In the late 1960s and early 1970s, a study conducted by Walter Mischel became one of the most cited examples of delayed gratification for a greater purpose. It is called the Marshmallow Test.
Simple as it sounds, it is about a bowl of marshmallow shown to a child. The researcher told the child to wait for him until he returns. If the bowl of marshmallow is still untouched the moment the researcher comes back, the child will receive more marshmallow. The child then distracted himself by thinking that he will receive more if he will not touch it. Then the researcher came back and rewarded the child.
I am sure that it is not your first time hearing this story. It has been on some of the children stories.
The story may be as simple as a moral lesson for children. However, it is more than that. In every situation, we are always faced with two sides. The first one is the short-term satisfaction–the one where we usually choose band-aid solutions and temporary comfort. We try to ease the moment and avoid the pain. The second one is delaying the gratification and waiting for a greater purpose to be served.
The concept of delaying our gratification is best known in the field of psychology. It can be applied in several domains like food, physical pleasure, social interaction and even on financial matters. This idea is now being applied in financial counselling especially for those individuals who cannot help themselves from buying unnecessary things or what we call as impulsive purchases. Buying things out of your present desire might not be a good thing to practice. First reason is maybe you are just being carried away for the moment. Another is maybe you think that you really need it now, when in fact it can be purchased later.
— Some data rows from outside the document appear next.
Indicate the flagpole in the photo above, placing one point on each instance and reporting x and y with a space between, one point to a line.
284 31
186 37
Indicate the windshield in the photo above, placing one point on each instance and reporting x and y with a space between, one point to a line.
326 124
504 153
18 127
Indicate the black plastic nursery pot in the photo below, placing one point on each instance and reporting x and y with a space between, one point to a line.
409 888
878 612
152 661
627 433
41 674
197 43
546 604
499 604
Your purchase habit says a lot about you. If you are that type of individual who immediately buy things out of urgency, then you have to slow things down. In some cases, people who do not delay their impulses end up having a chaotic and messy financial budget. On the other hand, success comes with time. Some people fail to see the importance of patience and waiting. The value of delaying your gratification teaches you a lot about saving money. It helps your budget become stable by not getting into ambush shopping and hangouts. Another, your skill in saving for something is also being practiced.
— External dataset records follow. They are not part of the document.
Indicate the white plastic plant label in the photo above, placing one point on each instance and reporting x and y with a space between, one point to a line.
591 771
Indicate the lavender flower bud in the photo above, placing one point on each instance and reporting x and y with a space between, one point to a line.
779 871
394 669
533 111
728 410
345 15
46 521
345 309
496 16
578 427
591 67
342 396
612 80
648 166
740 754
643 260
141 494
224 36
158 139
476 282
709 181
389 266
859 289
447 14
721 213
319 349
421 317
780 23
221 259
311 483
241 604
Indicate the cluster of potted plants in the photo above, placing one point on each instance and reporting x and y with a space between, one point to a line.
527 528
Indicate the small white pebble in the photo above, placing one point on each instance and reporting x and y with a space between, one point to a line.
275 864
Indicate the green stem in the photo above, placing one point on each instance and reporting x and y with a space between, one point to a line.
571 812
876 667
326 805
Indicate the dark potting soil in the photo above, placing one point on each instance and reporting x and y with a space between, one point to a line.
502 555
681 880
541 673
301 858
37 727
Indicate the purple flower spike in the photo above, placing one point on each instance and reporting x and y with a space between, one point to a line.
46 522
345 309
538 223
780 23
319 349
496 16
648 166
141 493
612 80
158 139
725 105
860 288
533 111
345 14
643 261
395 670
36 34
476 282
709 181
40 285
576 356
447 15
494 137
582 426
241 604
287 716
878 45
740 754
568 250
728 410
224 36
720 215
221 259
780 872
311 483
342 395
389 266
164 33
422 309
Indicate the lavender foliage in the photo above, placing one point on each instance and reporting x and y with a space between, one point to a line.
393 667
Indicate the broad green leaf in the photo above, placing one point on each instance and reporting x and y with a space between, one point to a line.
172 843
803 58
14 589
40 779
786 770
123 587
No one is in the right position to tell you what to buy and what not to, but yourself. If you want something, try contemplating. Think of its significance and if you want to have that thing, give yourself some time to save. Your determination for saving towards it has something to say. If you are eager to purchase that, you will consistently think and save for it. However, if you forget it sooner or later, that means you loses now your interest to buy it. It only means to say that you have saved money for something more important in the near future. That is the value of delayed gratification we must all learn. This is somehow related to the 7 Day Rule.